Novas regras do BC para pagamentos: mais segurança e responsabilidade para as bandeiras
© Marcelo Camargo/Agência Brasil
O Banco Central do Brasil (BC) implementou novas diretrizes para a administração de riscos nos sistemas de pagamento, que englobam serviços como cartões de crédito e débito. As medidas, formalizadas na Resolução BCB nº 522, surgem após um período de consulta pública em 2024 e têm como objetivo principal fortalecer a segurança, a transparência e a eficiência dentro do Sistema de Pagamentos Brasileiro (SPB).
Conforme o BC, as alterações “asseguram maior clareza quanto às responsabilidades de cada participante e reforçam a proteção ao usuário recebedor de pagamentos”. Embora as regras entrem em vigor de imediato, as bandeiras de cartões terão um prazo de 180 dias para adaptar seus regulamentos e buscar a autorização formal necessária.

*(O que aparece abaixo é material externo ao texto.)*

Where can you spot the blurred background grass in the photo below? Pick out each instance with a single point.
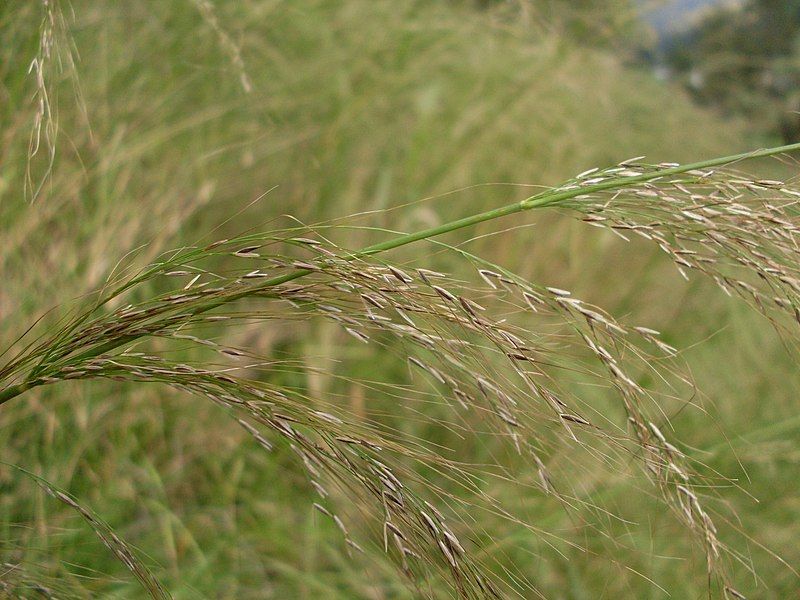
(353, 107)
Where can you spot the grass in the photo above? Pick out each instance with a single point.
(349, 121)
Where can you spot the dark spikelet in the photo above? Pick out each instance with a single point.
(499, 358)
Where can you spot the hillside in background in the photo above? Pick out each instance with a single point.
(161, 125)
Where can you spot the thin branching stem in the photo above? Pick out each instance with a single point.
(543, 199)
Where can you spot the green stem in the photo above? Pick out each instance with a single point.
(543, 199)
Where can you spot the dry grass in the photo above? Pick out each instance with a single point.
(706, 220)
(480, 433)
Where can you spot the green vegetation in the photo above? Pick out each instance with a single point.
(746, 60)
(530, 448)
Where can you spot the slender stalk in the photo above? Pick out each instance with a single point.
(541, 200)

Um dos pontos cruciais da nova regulamentação é a atribuição de responsabilidade direta às bandeiras de cartão, como Visa, Mastercard e Elo, na garantia de pagamentos aos usuários recebedores, mesmo em situações de falhas nos mecanismos de proteção do sistema. Isso significa que, em caso de problemas com instituições participantes, a bandeira deverá utilizar seus próprios recursos para assegurar a transferência dos valores.
A resolução também proíbe que as bandeiras deleguem às credenciadoras a gestão de riscos das subcredenciadoras, e veda a exigência de garantias entre os participantes. Além disso, impede a discriminação de emissores de cartões por credenciadoras ou subcredenciadoras, em conformidade com o princípio de “aceitar todos os cartões”.
No que se refere ao chargeback, processo de reversão de transações contestadas, a nova norma estabelece um limite de 180 dias para a responsabilidade financeira dos participantes após a autorização da transação, transferindo a responsabilidade integral para a bandeira após esse período, caso as regras do arranjo permitam.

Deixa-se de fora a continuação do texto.